La primera vez que me percaté de las ganas de comerme una cebolla apenas reparé en la situación, entendí que se trataba de uno de esos motivos que a veces se cuelan en el zumbido del pensamiento quién sabe si precipitados por el azar o por una asociación malhumorada e imperfecta. Después las ganas regresaron, una y otra vez, hasta que no tuve más remedio que condescender con una especie de regularidad de movimiento; no es que acepte que tenga que comerme una cebolla, pero sí que me apetece y que quizá también debería hacerlo. Además, todas las tardes, en mi escritorio de trabajo, en silencio; sacar y mondar una cebolla y después comérmela. Sentir su amargura chillona removiendo como una cuchara el torrente de la saliva y de los ojos y que eso se parezca cada vez más a una liturgia en un país de litúrgicos; piénsenlo, mientras desciende la cretona del Corpus, uno se come su cebolla en su escritorio, suena triste,pero también casi terapéutico. Es lo más parecido a un ejercicio zen involuntario que he visto nunca en los alrededores de mi mesa. La otra noche soñé incluso que picaba una cebolla para poder llorar en sueños. Toda una picardía freudiana. He escrito un poema sobre eso.

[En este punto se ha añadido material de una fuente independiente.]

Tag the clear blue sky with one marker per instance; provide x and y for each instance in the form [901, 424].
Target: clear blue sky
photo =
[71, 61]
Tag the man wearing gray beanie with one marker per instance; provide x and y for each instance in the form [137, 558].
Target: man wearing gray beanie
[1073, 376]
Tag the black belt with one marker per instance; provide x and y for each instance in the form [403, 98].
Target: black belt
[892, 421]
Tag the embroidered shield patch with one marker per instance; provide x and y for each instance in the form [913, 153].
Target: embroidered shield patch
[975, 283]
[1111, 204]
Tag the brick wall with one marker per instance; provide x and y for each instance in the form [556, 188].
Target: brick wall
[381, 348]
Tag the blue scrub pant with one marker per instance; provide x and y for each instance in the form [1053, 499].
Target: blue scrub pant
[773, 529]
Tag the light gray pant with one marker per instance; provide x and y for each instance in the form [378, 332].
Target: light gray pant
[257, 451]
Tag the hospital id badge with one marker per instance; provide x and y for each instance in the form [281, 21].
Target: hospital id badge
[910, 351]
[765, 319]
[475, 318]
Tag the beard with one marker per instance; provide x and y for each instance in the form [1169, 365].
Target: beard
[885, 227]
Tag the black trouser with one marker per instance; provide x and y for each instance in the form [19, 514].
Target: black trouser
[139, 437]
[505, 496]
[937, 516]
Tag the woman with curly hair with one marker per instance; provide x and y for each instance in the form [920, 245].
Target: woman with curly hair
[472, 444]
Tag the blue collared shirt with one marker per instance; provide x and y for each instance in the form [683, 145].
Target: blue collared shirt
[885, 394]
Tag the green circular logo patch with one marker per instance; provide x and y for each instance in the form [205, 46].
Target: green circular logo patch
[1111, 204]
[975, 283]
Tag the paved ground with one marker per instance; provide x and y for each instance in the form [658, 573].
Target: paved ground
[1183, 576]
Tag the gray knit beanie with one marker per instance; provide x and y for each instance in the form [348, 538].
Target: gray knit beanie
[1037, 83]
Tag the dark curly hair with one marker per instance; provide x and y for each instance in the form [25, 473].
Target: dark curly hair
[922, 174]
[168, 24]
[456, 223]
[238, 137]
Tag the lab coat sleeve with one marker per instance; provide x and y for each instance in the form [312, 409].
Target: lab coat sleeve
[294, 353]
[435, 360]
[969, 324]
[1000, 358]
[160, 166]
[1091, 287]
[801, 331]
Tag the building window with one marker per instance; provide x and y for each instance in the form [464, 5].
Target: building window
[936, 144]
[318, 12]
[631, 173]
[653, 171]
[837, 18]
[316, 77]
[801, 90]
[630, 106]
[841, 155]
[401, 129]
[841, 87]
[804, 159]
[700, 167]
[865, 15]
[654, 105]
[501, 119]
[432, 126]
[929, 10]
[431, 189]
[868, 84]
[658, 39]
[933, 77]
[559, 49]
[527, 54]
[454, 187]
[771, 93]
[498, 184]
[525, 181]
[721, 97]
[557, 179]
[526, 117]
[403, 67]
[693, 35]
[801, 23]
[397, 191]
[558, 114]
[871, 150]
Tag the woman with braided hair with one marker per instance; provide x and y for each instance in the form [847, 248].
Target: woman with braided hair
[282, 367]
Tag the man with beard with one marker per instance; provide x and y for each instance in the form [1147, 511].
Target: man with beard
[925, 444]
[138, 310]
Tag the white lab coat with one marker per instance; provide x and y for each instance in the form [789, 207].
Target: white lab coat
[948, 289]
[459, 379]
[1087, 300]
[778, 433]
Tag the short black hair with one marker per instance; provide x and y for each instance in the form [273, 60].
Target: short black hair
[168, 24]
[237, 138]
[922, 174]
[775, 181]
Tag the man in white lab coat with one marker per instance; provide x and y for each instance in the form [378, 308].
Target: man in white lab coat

Las circunstancias siempre recuerdan a Pessoa (el poeta es un fingidor / finge tan completamente/ que hasta finge que es dolor / el dolor que en verdad siente). Toda la vida entre el fingimiento y el no poder. Así suceden los ritos y encuentran su lugar en la tierra. El ridículo mariano de siempre. El presidente en el fútbol y la ministra de Trabajo pidiéndole a la virgen un capote para coserle las polainas al sistema. Un país sonrojante. De decorados y chucherías. Con cenas pantagrúelicas y opusinas, con el momento más sórdido de las finanzas locales telegrafiado con alegría a la hora del vermú. España necesita que la rescaten, necesitamos que nos rescaten, pero más bien uno a uno, fieles a nuestra naturaleza de princesas fofas y acorraladas, rescatarnos por tierra, por mar, a lomos de una nueva brújula, de un unicornio. Por eso probablemente haya que seguir con las cebollas. Comer con dolor y austeridad, escociendo las vísceras y los ojos, ese es el cuerpo doctrinal. Meriendas patrocinadas por nuestros prebostes para que disfrutemos del tenis; llagados, resignados y eufóricos. Leo en los cuentos de Juan José Saer: «Para escribir buena literatura no hace falta tener talento, sino solamente un poco de mala suerte». Pero también, en tono jocoso: «El trabajo distrae de la búsqueda de conocimiento». Estamos, sin duda, en una línea. No necesariamente buena, pero una línea al fin y al cabo. Diluvian los recortes y uno piensa en comerse una cebolla. La calma chicha, la calma pinturera. El Correa sale de la cárcel. Hecho un figurín. Como si saliera de un yate. Hay gente que por más que se ponga firme siempre está saliendo de un yate. Con las piernas tornasoladas, viviendo en plenitud la máxima de la frugalidad. Un corte seco en la cebolla. Y luego llorar en sueños. Elefantes en lugar de escarabajos.